News Release

A little impurity makes nanolasers shine: ANU media release

Scientists at The Australian National University have improved the performance of tiny lasers by adding impurities, in a discovery which will be central to the development of low-cost biomedical sensors, quantum computing, and a faster internet.

Peer-Reviewed Publication

Australian National University

Tim Burgess with Wafer

image: This is Tim Burgess with a silicon wafer on which nanostructures are grown. view more 

Credit: Stuart Hay, ANU

Scientists at The Australian National University (ANU) have improved the performance of tiny lasers by adding impurities, in a discovery which will be central to the development of low-cost biomedical sensors, quantum computing, and a faster internet.

Researcher Tim Burgess added atoms of zinc to lasers one hundredth the diameter of a human hair and made of gallium arsenide - a material used extensively in smartphones and other electronic devices.

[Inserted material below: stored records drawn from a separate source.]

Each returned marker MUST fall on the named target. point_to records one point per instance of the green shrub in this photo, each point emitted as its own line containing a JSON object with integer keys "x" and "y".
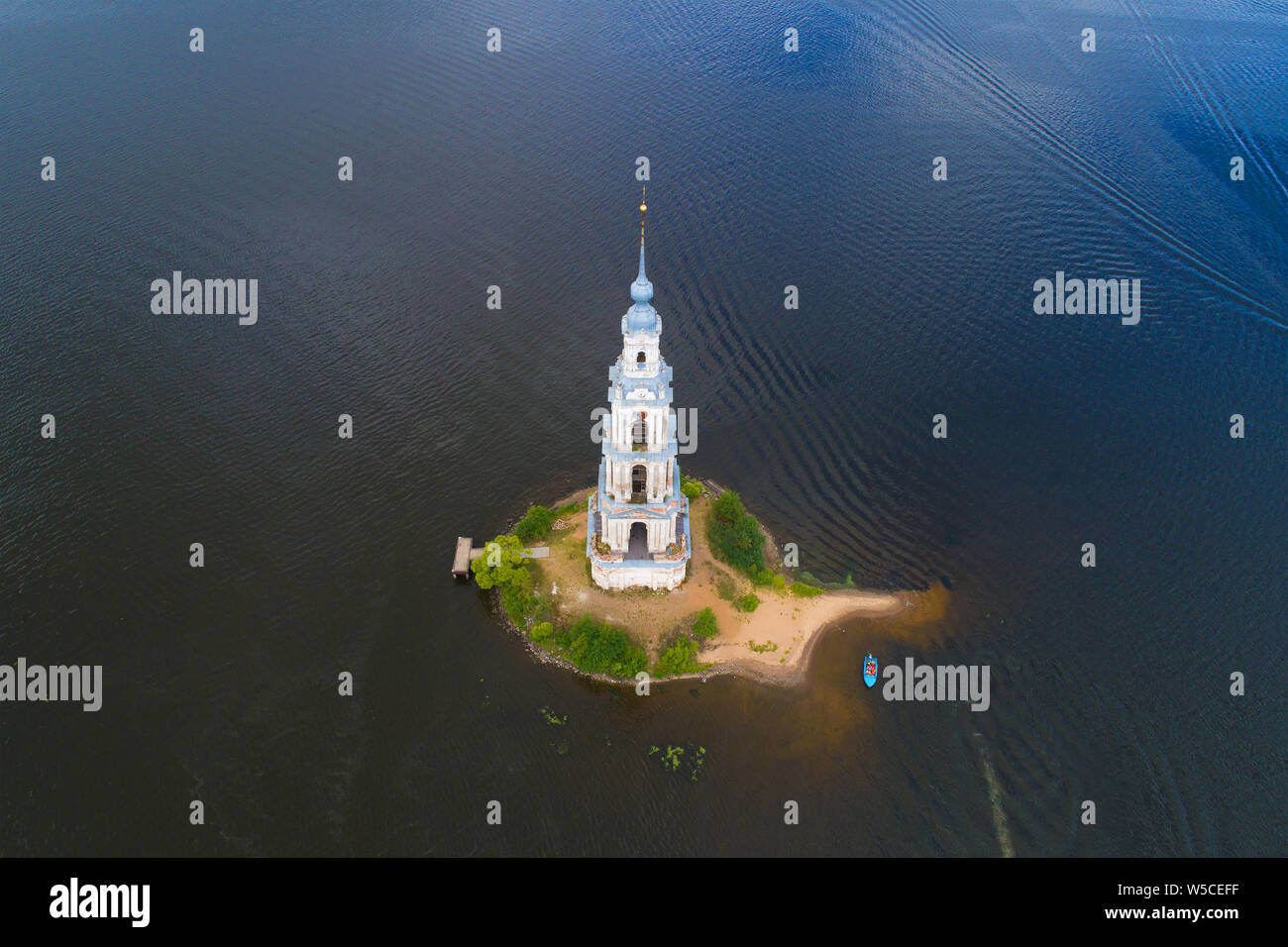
{"x": 570, "y": 508}
{"x": 704, "y": 625}
{"x": 501, "y": 561}
{"x": 734, "y": 534}
{"x": 516, "y": 596}
{"x": 600, "y": 648}
{"x": 679, "y": 659}
{"x": 535, "y": 525}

The impurities led to a 100 times improvement in the amount of light from the lasers.

"Normally you wouldn't even bother looking for light from nanocrystals of gallium arsenide - we were initially adding zinc simply to improve the electrical conductivity," said Mr Burgess, a PhD student in the ANU Research School of Physics and Engineering.

"It was only when I happened to check for light emission that I realised we were onto something."

Gallium arsenide is a common material used in smartphones, photovoltaic cells, lasers and light-emitting diodes (LEDs), but is challenging to work with at the nanoscale as the material requires a surface coating before it will produce light.

Previous ANU studies have shown how to fabricate suitable coatings.

The new result complements these successes by increasing the amount of light generated inside the nanostructure, said research group leader Professor Chennupati Jagadish, from the ANU Research School of Physics Sciences.

"It is an exciting discovery and opens up opportunities to study other nanostructures with enhanced light emission efficiency so that we can shrink the size of the lasers further," he said.

Mr Burgess said that the addition of the impurity to gallium arsenide, a process called doping, improved not only the light emission.

"The doped gallium arsenide has a very short carrier lifetime of only a few picoseconds, which meant it would be well suited to use in high speed electronics components.

"The doping has really has given these nanolasers a performance edge."

The research is published in Nature Communications.